To further evaluate FTSM and STTC-CD, DS2 was split into six subdatasets of different sizes and the two algorithms were applied. It can be seen in Figure 8(b) that when the dataset is small, the runtimes of the two algorithms are almost the same. As dataset size increases, the gap becomes more obvious. This result is also consistent with the results for the other two datasets.

The performance of algorithms was further compared in terms of the SI index. The time dimension of the dataset is considered in the algorithm; therefore, the three-dimensional Euclidean distance combined with the time dimension is utilized as the distance measure of SI. Compared with DTW, MSM, and LCSS implemented by dynamic programming, FTSM only pruned away some unnecessary comparisons, which improved the running speed of the algorithm without affecting the accuracy of the algorithm. Based on FTSM, the proposed algorithm further reduces the number of point matching in similarity calculation, but it also affects the accuracy of the algorithm. Therefore, the SI index was used to compare the accuracy of FTSM and STTC-CD, and K-means was used as the benchmark algorithm. As illustrated in Figure 9, the proposed algorithm was compared with FTSM and K-means with different numbers of trajectories on DS1 and DS2. It can be observed that the SI of FTSM and STTC-CD are greater than the SI of K-means on both datasets, and most of the time, STTC-CD results are better than FTSM, which indicates that the proposed STTC-CD takes better account of time correlation.

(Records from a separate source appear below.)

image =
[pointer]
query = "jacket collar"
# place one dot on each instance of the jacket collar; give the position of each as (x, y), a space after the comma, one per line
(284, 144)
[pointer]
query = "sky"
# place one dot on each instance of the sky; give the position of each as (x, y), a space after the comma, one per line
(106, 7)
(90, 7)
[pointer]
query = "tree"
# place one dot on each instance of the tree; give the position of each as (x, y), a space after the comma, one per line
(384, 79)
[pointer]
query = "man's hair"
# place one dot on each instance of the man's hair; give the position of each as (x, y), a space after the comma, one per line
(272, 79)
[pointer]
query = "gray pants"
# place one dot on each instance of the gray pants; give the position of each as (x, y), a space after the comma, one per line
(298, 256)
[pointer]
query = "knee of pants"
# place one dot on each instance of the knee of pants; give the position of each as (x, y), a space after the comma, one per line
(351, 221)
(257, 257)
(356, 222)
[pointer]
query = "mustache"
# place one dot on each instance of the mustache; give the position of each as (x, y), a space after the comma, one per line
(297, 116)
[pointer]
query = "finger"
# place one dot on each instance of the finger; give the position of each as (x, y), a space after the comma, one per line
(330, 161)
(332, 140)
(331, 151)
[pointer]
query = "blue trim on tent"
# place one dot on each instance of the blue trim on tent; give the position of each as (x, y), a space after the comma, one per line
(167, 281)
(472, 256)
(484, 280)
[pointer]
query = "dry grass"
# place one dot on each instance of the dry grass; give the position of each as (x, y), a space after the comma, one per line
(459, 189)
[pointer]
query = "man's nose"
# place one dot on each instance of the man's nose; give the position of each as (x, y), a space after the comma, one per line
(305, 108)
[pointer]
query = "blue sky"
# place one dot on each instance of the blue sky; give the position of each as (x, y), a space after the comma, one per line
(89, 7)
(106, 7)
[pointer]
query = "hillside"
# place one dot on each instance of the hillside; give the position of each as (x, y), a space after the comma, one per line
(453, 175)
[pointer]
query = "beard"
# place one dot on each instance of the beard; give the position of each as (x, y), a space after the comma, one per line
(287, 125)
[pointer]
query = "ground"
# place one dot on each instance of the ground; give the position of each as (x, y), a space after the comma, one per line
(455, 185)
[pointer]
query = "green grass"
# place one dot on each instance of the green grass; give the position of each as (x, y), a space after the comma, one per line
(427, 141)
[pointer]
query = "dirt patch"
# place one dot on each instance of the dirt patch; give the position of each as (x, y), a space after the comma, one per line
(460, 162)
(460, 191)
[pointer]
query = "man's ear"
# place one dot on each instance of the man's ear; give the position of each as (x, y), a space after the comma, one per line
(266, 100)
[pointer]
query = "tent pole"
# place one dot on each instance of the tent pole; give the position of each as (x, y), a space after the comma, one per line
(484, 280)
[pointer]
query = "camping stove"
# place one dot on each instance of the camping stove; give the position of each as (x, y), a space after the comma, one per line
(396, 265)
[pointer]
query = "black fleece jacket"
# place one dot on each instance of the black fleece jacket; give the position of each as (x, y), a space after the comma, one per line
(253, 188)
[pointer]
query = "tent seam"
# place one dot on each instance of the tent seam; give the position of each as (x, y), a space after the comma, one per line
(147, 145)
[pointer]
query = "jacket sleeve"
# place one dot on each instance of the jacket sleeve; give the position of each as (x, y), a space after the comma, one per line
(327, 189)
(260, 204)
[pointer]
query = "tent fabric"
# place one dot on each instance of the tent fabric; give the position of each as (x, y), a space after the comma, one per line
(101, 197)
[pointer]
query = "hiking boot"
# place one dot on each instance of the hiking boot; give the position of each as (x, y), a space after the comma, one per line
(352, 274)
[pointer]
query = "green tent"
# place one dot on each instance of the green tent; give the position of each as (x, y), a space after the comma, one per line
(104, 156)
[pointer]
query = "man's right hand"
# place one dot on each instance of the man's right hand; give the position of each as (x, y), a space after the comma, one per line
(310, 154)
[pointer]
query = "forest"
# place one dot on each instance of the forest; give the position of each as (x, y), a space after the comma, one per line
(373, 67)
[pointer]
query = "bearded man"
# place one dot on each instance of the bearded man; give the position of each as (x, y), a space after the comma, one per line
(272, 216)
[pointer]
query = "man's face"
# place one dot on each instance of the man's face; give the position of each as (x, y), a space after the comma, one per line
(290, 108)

The clustering results of FTSM and STTC-CD on DS1 are displayed using lines of different colors, while trajectories from the same cluster are represented using the same color. Figure 10(a) shows the clustering result of FTSM, and Figure 10(b) shows the clustering result of STTC-CD. It is found that FTSM does not discriminate in the time dimension. In contrast, the proposed algorithm has better results in the division of time levels.

6. Conclusion

This article presented an approach to spatiotemporal trajectory clustering based on community detection (STTC-CD), which is based on time slicing to reduce the time for similarity calculation. STTC-CD relies on a new trajectory representation, which enables various algorithms such as for community detection to be applied for trajectory clustering. Experimental results have shown that the proposed algorithm can effectively reduce runtimes on large datasets and that clustering results are more meaningful in the time dimension.

The approach proposed in this paper is designed to analyze and cluster trajectory data. An interesting research possibility for future work is to see this work as a building block to build a system for analyzing multimodal data consisting not only of trajectory but also text, video, and audio data. In particular, a hybrid system could be developed combining the proposed approach with a neural network or other machine learning models.

Data Availability

The T-drive dataset used to support the findings of this study has been deposited in the Microsoft Research Asia (doi:10.1145/2020408.2020462). The trucks dataset used to support the findings of this study is included within the article “Clustering Trajectories of Moving Objects in an Uncertain World” (doi:10.1109/ICDM.2009.57). The UCI dataset used to support the findings of this study has been feed by Android app called GoTrack. It is available at Google Play Store.

Conflicts of Interest

The authors declare that they have no conflicts of interest.

Acknowledgments

This research is sponsored by the Key Research and Development Program under Grant No. 2020YFS0169, Science and Technology Department of Sichuan Province and the Science and Technology Planning Project of Sichuan Province under Grant No. 2020YFG0054, and the Joint Funds of the Ministry of Education of China.